Chapter 8 Tree Based Methods - Question 9
library(ISLR)
summary(OJ)
set.seed(1)
train = sample(1:nrow(OJ),800)
library(tree)
oj.model = tree(Purchase~.,data=OJ,subset=train)
summary(oj.model)
The tree uses the predictors LoyalCH, PriceDiff, SpecialCh and ListPriceDiff. It has 8 terminal nodes and its training error rate is 16.5%
oj.model
The node number 20 is a terminal node which is indicated by asterisk symbol * . It uses the predictor, "SpecialCH" for splitting with a splitting value of 0.5. There are 70 samples in the region where SpecialCH < 0.5. Its deviance is 60.89 and the prediction of the tree for all the samples in this region is MM. The portion of samples in this region that actually belongs to MM is 0.84 and the portion of samples belonging to CH is 0.15.
plot(oj.model)
text(oj.model)
At the root node the variable, "LoyalCh" is used for splitting the variable space into two regions. This indicates that "LoyalCH" is the most important variable in the model. Its splitting value is 0.5. Which means that the samples that have a "LoyalCH" value less than 0.5 belong to the left branch of the tree and the rest belong to the right branch. These two regions are further divided into smaller parts with certian splitting values as shown in the figure above. At the bottom of the tree there are 8 terminal nodes.
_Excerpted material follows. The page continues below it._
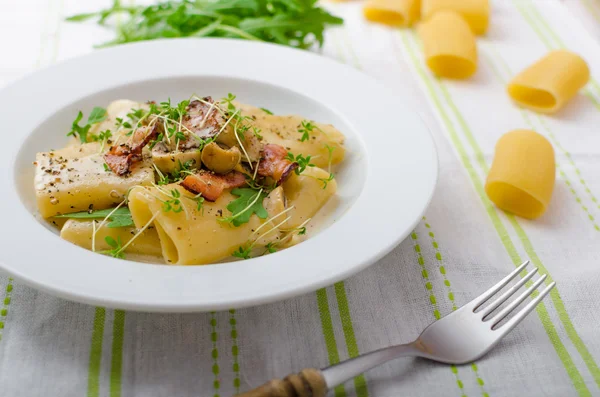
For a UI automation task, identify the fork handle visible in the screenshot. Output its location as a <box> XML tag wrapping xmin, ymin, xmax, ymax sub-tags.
<box><xmin>235</xmin><ymin>368</ymin><xmax>327</xmax><ymax>397</ymax></box>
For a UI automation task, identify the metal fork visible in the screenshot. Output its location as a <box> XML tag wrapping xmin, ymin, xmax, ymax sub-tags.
<box><xmin>237</xmin><ymin>260</ymin><xmax>555</xmax><ymax>397</ymax></box>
The terminal nodes predict the class of the samples.
yhat = predict(oj.model,newdata=OJ[-train,],type="class")
table(yhat,OJ$Purchase[-train])
mean((yhat!=OJ$Purchase[-train]))*100
The test error rate is 22.5%
cv.oj.model = cv.tree(oj.model)
cv.oj.model
The tree with 6 terminal nodes gives the lowest deviance and hence is the best model in this case.
plot(cv.oj.model$size,cv.oj.model$dev,xlab="size",ylab="deviance",type="b")
According to the graph the tree with 6 terminal nodes gives the lowest cross-validated classification error rate.
pruned.oj.model = prune.tree(oj.model,best=6)
plot(pruned.oj.model)
text(pruned.oj.model)
summary(pruned.oj.model)
summary(oj.model)
The training error rate of the pruned tree is 0.17 which is slightly higher than that of the unpruned tree.
#test error rate of unpruned tree
yhat = predict(oj.model,newdata=OJ[-train,],type="class")
mean(yhat!=OJ$Purchase[-train])*100
#test error rate of pruned tree
yhat = predict(pruned.oj.model,newdata=OJ[-train,],type="class")
mean(yhat!=OJ$Purchase[-train])*100
The pruned tree gives a lower test error rate.